Çhaneti, toprakları dar ve uzun bir ülkedir. Kuzeyden güneye doğru Batum ile Trabzon arasında 170 kilometreden biraz fazla, genişliği Çhaneti sıradağları ile Karadeniz kıyıları arasında en geniş yeri 40 kilometreden, en dar yeri 10 kilometreden biraz fazladır. Her ne kadar biz Çhaneti’nin en güneybatı sınırını Trabzon olarak işaret ettiysek de bazı yabancı seyyahlar Laz yerleşim alanının Trabzon’un ötelerine kadar uzandığını söylerler. Lazistan nüfusu bugün 100.000 kadardır. Eski çağlarda, Kraliçe Tamar zamanında bu ülke Trabzon’a kadar Gürcistan topraklarındandı. İsa dinini ilk terk edip İslam’a giren mıntıkaların ilki Lazistan olmuştu. Bu yüzden bu ülkede eski, Hıristiyanlık dini yapı kalıntılarına ve geleneklerine daha az rastlanmaktadır. Bu ülkenin tamamına yakını bugün Osmanlı elindedir. Çoruh nehrinin sol yakasında kalan pek az bir kısmı 1877- 78 Osmanlı-Rus savaşı sonrası Rusların eline geçti.

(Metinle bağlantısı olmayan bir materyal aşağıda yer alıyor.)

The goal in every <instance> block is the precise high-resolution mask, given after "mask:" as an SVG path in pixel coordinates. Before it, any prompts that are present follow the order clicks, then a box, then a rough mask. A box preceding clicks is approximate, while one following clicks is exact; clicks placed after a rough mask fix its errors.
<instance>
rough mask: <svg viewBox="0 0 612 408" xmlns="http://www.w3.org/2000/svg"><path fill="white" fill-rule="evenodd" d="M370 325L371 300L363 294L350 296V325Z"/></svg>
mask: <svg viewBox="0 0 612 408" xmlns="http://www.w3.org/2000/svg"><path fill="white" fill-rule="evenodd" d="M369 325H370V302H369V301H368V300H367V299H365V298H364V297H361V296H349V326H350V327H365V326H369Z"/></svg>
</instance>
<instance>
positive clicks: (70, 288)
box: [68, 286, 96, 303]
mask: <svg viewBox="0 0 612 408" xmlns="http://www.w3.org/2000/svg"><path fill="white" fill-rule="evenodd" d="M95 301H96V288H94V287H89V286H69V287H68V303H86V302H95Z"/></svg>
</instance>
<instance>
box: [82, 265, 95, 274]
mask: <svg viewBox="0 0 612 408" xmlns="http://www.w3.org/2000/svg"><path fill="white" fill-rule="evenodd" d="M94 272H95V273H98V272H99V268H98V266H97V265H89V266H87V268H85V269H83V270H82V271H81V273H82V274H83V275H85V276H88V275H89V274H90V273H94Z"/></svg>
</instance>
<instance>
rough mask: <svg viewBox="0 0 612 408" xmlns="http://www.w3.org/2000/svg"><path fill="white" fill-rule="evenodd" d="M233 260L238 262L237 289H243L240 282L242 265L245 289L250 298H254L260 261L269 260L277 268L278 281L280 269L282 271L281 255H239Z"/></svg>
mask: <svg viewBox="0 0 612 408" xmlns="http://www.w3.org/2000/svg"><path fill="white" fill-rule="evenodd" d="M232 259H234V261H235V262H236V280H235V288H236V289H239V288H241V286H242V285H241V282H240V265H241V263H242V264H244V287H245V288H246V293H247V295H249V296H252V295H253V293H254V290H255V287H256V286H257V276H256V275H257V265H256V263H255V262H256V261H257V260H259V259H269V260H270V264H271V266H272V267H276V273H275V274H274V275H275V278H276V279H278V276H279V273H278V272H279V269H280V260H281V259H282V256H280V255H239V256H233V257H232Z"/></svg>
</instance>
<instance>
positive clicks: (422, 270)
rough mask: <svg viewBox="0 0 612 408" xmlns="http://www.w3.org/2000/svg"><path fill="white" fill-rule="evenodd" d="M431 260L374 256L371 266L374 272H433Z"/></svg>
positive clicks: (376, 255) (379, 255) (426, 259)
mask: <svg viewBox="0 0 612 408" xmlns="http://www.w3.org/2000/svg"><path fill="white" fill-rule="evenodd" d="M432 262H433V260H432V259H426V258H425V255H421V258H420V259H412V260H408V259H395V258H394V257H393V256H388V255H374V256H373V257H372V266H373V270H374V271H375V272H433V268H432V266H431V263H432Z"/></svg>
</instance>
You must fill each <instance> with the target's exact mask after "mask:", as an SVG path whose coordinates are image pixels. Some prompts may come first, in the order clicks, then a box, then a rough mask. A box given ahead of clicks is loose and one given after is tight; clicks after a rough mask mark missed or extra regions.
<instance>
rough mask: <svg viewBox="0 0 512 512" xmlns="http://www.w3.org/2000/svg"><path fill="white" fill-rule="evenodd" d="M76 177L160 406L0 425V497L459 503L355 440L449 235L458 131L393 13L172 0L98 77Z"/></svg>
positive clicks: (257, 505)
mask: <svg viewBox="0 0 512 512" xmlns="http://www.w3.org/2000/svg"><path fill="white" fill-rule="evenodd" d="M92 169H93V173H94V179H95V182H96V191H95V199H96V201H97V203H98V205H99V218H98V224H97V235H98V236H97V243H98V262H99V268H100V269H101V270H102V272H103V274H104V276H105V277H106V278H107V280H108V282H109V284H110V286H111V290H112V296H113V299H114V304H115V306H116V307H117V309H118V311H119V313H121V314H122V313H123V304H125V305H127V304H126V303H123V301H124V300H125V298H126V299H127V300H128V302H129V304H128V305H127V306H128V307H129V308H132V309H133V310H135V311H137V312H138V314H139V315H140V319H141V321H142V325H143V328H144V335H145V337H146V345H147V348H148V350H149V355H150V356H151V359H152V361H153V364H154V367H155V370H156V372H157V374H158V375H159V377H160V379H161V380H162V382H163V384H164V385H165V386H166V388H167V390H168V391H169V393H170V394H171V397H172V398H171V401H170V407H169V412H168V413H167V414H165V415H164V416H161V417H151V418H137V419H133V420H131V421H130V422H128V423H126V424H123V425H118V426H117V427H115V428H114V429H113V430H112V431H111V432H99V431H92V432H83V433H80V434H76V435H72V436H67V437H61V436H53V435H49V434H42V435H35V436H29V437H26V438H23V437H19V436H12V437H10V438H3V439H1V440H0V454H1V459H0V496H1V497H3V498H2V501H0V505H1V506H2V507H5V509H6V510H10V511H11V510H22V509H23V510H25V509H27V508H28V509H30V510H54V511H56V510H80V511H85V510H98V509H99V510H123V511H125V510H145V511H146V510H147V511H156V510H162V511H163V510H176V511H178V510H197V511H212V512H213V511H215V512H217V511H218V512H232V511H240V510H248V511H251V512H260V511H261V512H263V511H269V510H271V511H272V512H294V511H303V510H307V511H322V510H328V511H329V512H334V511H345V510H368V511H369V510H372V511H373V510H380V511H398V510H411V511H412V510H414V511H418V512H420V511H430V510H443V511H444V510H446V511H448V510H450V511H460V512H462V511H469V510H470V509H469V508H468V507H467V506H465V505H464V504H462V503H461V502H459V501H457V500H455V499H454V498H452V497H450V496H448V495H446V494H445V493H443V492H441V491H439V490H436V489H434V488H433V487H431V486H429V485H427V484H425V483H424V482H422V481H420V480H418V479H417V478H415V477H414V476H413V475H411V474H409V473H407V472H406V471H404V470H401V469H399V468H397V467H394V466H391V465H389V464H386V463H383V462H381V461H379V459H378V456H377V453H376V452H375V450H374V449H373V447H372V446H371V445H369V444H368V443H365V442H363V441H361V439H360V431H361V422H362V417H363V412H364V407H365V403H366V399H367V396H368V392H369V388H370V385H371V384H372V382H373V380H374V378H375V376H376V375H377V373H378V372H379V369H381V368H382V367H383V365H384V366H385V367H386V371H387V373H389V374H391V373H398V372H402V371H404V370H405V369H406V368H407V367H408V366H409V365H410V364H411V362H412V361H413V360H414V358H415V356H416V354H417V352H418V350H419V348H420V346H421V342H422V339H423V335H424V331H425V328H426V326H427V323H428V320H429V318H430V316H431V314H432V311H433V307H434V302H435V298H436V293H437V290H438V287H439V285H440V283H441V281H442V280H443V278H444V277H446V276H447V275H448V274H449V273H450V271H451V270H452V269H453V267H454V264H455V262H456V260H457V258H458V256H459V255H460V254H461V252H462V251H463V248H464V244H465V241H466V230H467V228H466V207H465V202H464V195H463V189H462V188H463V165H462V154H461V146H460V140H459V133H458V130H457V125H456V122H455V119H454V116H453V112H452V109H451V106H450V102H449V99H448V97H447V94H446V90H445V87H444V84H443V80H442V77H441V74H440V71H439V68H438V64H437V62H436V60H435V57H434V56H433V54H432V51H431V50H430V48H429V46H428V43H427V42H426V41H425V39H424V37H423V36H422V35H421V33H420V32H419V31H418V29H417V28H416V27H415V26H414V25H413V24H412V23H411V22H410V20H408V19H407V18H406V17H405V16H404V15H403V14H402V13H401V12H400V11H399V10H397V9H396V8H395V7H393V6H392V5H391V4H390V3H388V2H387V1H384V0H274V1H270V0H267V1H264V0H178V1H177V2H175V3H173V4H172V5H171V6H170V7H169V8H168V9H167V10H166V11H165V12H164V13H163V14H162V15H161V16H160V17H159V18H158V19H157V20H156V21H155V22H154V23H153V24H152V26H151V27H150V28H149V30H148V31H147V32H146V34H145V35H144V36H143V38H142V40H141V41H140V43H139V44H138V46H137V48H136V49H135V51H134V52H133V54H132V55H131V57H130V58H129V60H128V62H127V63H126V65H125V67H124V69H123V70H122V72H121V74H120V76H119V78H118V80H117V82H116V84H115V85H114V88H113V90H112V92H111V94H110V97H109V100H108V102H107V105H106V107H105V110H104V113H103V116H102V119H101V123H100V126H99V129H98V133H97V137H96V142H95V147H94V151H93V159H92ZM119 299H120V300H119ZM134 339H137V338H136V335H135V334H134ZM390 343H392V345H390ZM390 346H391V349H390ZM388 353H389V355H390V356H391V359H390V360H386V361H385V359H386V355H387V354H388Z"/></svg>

Çhaniler yani Lazlar Megrellerle kardeştirler. En eski çağlardan bu yana Karadeniz’in tüm doğu kıyıları ile güney kıyılarının ortasına kadar uzanan yerler Laz-Megrel yurdu idi. Güneyden gelen düşman akınlarından kaçan Gurialı Gürcüler, Laz-Megrel topraklarının orta beline yüklenerek ülkeyi ikiye böldüler. Böylece Laz-Megrel birliği sığınmacı Gürcüler tarafından parçalanmış oldu. Ünlü Gürcü tarihçi Dimitri Bakradze’nin ifadesine göre ise bugünkü Guria Gürcüleri aslen Megrel kökenlidirler. Zaman içinde Gürcü sığınmacıların etkisiyle Gürcüleştiler. Bu olaylar üzerinden binlerce yıl geçmesine rağmen zaman, bu iki kardeş ulusun birliğine dair emareleri tümüyle ortadan kaldırabilmiş değildir. Laz ve Megreller bugün de tıpatıp aynı insanlardır. Fiziki yapıları, giyim kuşamları, karakterleri, istidatları ve yaşama tarzları fazla değişiklik göstermez. Laz dili küçük bir ağız farkıyla Megrelcenin aynıdır. Lazlar Gürcü dilini de Megreller kadar iyi kullanmaktadırlar. (?)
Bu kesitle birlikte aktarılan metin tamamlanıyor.